KADINLAR HAKİKATIN ÜSTÜNÜ AÇTILAR
Geçmişten bugüne Türkiye'de ve bölgede yaşanan savaş gerçekliğine vurgu yapan Düzkan, 90'larda köy yakmaları, yangınlar, çatışmalar, insan hakları ihlalleri, failli meçhullerin anaakım medya tarafından gizlendiğini ya da çarpıtılarak anlatıldığını kaydetti. Kürtlerin kendi gerçekliğini aktarmadaki ısrarı ile birlikte ana akım medyada bunlara gözlerini açmak zorunda kaldığını kaydeden Düzkan, “Eğer bugün Kürtlerin yaşadıkları savaş gerçekliği anaakım medyada yer alıyorsa ve konuşuluyorsa bunun da özgür basın geleneğinin büyük payı var. Özellikle bunu Kürt kadınlar yaptı. Kürt kadın gazeteciler, yazarlar da bu hakikatin üstünü açtılar ve herkese ‘kral çıplak’ dedi. Yani aynı zamanda Kürt kadınlar kendi yaşadıkları savaş gerçekliğini de bu basın aracılığıyla aktardı diye düşünüyorum” ifadelerini kullandı.
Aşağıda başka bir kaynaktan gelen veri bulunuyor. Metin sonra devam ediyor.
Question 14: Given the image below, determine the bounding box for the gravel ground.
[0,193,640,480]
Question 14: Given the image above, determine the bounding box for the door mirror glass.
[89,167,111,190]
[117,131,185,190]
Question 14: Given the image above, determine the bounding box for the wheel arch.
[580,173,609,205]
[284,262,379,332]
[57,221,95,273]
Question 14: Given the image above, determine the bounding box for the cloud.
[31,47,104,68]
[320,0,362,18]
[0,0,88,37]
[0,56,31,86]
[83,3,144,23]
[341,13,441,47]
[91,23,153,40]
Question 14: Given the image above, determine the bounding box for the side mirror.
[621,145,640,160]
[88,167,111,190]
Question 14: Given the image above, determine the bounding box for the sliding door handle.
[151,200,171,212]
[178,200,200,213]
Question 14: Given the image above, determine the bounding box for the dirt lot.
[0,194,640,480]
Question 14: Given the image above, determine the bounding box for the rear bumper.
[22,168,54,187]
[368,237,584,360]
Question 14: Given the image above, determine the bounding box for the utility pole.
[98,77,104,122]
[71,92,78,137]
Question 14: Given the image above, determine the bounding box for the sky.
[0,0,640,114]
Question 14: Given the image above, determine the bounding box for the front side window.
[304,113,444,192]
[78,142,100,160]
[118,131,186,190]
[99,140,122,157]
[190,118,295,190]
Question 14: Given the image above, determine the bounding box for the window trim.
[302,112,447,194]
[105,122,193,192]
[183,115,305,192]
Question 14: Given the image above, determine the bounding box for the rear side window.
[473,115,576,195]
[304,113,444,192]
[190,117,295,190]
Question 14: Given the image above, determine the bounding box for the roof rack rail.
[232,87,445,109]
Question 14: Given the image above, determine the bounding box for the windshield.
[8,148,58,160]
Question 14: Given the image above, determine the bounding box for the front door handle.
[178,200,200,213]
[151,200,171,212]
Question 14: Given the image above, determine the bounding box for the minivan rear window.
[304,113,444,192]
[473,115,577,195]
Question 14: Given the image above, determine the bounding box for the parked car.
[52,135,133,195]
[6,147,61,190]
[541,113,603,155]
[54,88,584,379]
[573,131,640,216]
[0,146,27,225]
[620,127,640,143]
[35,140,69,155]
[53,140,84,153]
İKTİDARIN KÜRT VE KADIN KORKUSU
Özgür basın geleneğinde kadınların rolüne işret eden Düzkan, özellikle kadına yönelik erkek şiddeti gerçekliğinin ortaya çıkarılmasında büyük öneme sahip olduğunu ifade etti. Gazetecilik faaliyetlerinde öğrenmeye en yatkın olanların kadınlar olduğunu anlatan Düzkan sözlerini şöyle sürdürdü: “Türkiye'de gazetecilik erkeklere özgü bir meslekmiş gibi algılanıyor ve neredeyse hiçbir kadın yöneticisi yok. Ama özgür basına baktığımızda kadın sayısı daha fazla ve yönetici pozisyonda yer alıyor. Bu iktidar tarafından bir tehdit olarak görülüyor. Kadınlar böyle bir meslek yapıyor üstelikte Kürt. İktidar herne kadar ‘Kürt vatandaşlarını ayırmıyoruz, sadece PKK’liler, HDP bizim düşmanız’ dese de Kürtlerde potansiyel bir özgürlük arzusu gördüğü için korkuyorlar. Ezilen grupların çoğu gibi her Kürtte bir özgürlük aşkı var. Dolayısıyla hem kadın olarak gazeteciliği seçtiği için özgürlüğe yatkın ve Kürt olarak özgürlüğü seçtiği büyük bir düşmanlık duyuyor ve korkuyor.”
ŞİDDETE MARUZ KALIYORLAR
Kadın gazetecilerin özellikle erkek şiddetine maruz kalan kadın davaları ve politik davaları takip ettiklerini belirten Düzkan, “Özellikle erkek davalarını takip eden kadın gazeteci adaşlarımız sürekli oradaki kolluk tarafından sürekli bir itiş kakışa maruz kalıyor. Genellikle fiziksel ve sözel şiddete maruz kalıyorlar. Eğer bu bir kadın ve Kürt ise şiddet daha da artıyor. Türkiye’de ne yazık ki güvenlik ve kolluk güçleri bir Kürde el kaldırmayı bir Türke el kaldırmaktan daha kabul edilebilir görüyorlar. Oysa kolluğun kimseye el kaldırmaya hakkı yoktur. Ama kadınlara el kaldırmak bu ülkede herkes için olağan bir şey gibi. Kadın gazeteciler sahada çalışma yürütürken tehdit ve saldırıya maruz kaldı, bunu yaşamalarına rağmen yılmadılar mücadeleye devam ediyorlar” ifadelerini kullandı.